What a cheap trick. Here Rockford, Illinois’ finest put out Heaven Tonight which I considered the coolest album in the galaxy, only to follow it up with Cheap Trick at Budokan and the heinous “I Want You to Want Me,” which I’ve had to suffer through like 80,000 times over the years. Every single person I know loves the damn song. I’d sooner listen to the death rattle of a unicorn.
That said, 1978’s Heaven Tonight–the band’s third–still makes me as giddy as an axe-wielding maniac at remote summer camp. It’s a knee-trembling, rock ‘em sock ‘em, wham bam than you ma’am classic, and it solidly established Cheap Trick amongst America’s Power Pop elite alongside the Raspberries, Big Star, and (my campy faves) Redd Kross.
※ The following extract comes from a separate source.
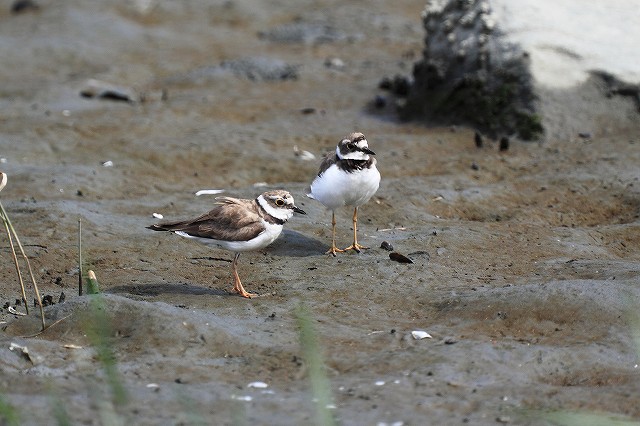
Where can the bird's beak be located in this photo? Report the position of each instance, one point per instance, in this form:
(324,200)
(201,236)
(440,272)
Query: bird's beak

What set Cheap Trick apart from the power pop pack was hard rock crunch. They infused their catchy melodies with steroids: had they been ML baseball players they’d have gone the way of Mark McGwire and Sammy Sosa. Songs such as “Surrender,” “On the Radio,” and “How Are You” may not be cement mixers, but “High Roller,” “Auf Wiedersehen,” and “Stiff Competition” all fall into Robert Christgau’s characterization of Heaven Tonight as “power-tooled hard rock product.”
Heaven Tonight is a case of eclecticism at work. “Surrender” is an ecstatic-making monument, like Mount Rushmore but with a better chorus. And it’s funny to boot. Robin Zander comes downstairs to discover his parents going at it, and with his Kiss records playing to boot. It’s a friendly bridge across the generation gap; if the kids are alright, so are the parents. Mom and dad aren’t out of it, they’re with it, and it’s a life-altering revelation.
“Stiff Competition” is AC/DC sans annoying screech. On “On Top of the World” Cheap Trick and the B-52s meet in a harmonic convergence. “On the Radio” isn’t as good as the Raspberries’ “Overnight Sensation (Hit Record),” but the vocals are killer and the DJ patter is a nice touch. The jive-happy rockabilly pastiche “California Man” sounds like a song by Move’s Roy Wood, probably because it is.
“High Roller” boasts a power chord capable of electrifying every fence from here to Wyoming, a chorus that is pure sugar sugar and the very funny opening line “Jump in my love car.” “Takin’ Me Back” has a New Wave feel via keyboardist Jai Winding. “Auf Wiedersehen” is a funny suicide note in four languages and reminds me of a grave marker I saw in Vienna’s Grinzing Cemetery a cheery “Auf Wiedersehen!” engraved on it. Who says your Germanic peoples lack a sense of humor?
Ironically, the pomp-rocking title cut is my least favorite song on the album. “How Are You” opens with some cheesy lounge piano only to go perky-quirky on you, and while it begins life as your standard love song it soon turns sour (“I heard your voice/I couldn’t stand it… you even scare my friends!”). Lionel Richie’s “Hello” it ain’t. LP closer “Oh Claire” is a snippet from what may or may not be a live show and gives drummer Bun E. Carlos a chance to strut his stuff.
I saw Cheap Trick once and Bob Pollard of Guided by Voices sauntered onto stage swigging from a bottle of tequila to join the band in a life-affirming rendition of “Surrender” and I will carry the memory to the grave. Which I intend to have engraved with the words Auf Wiedersehen!